His work has been exhibited in exhibitions and festivals in the US, Mexico, Canada, Japan, Austria, England, Greece, France, Germany, Italy, Spain, Holland, Colombia, and Australia, as well as institutions like The Art Institute and the Museum of Contemporary Art in Chicago, Ex-Teresa Arte Actual Museum and Museo Tamayo in Mexico City, The Vancouver Art Gallery, The Surrey Art Gallery, The DePaul Art Museum, and The Botin Foundation. He is represented by Jose de la Fuente in Spain, and Gallleriapiu in Italy. Rojas is currently a Visiting Artist/Scholar in Residency in the Theater and Performance Department at Bard College in New York, for the 2019-2020 academic year where he is developing a new commission for Live Arts Bard at the Fisher Center, which will premier in November, focusing on these year’s theme on Borders.

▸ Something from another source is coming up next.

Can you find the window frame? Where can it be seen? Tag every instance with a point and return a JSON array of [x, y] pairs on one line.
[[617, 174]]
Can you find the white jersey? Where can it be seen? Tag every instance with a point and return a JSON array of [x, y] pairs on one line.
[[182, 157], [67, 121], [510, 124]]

fabian romero (Purepécha) is a PhD student in Gender, Women & Sexuality Studies. fabian’s academic interests integrate colonialism in Mexico and the United States, gender, sexuality, and immigration with performance. Their performances and artistic collaboration are integral to their research that centers the performance of gender, sexuality and authenticity for Indigenous and two-spirit people. Their work is interdisciplinary and combines fiction writing, poetry and performance to theorize the function of joy and pleasure as failures of racism and settler colonialism.

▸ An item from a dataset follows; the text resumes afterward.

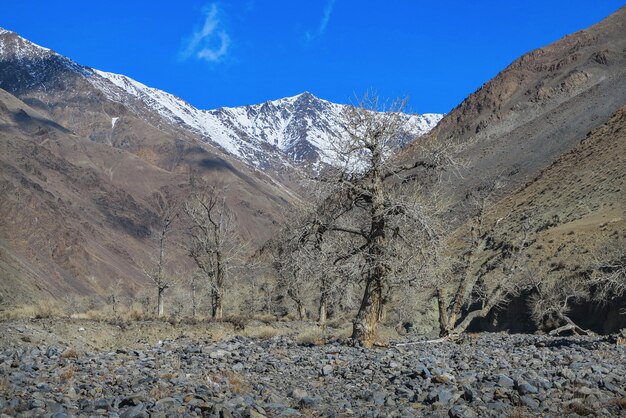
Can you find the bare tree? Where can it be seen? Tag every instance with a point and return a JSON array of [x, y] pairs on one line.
[[555, 295], [609, 278], [381, 229], [465, 274], [214, 243]]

Daniel Coka was born in New Jersey, USA in 1990. He grew up in a Latino migrant community from Ecuadorian parents. Coka has lived in between the US and Ecuador. He received a diploma in Visual Arts and Digital Cinema from the University of Cuenca, Ecuador. He works primarily with actions registered in video and audio, but he has also produced in drawing, writing and painting. His work is a constant exploration of identity, in which the label cuir (Spanish for queer) has prompted an intense questioning process, while also addressing race, nationality, latinidad and masculinity. He currently lives and works in Portland, OR.

About Paragon Arts Gallery

Paragon Arts Gallery is an educational showcase committed to exhibiting work of high artistic quality. Our versatile gallery is located at 815 North Killingsworth, at PCC’s Cascade Campus. Mindful of our role as a member of the Humboldt community, we are especially committed to engaging community members in our space.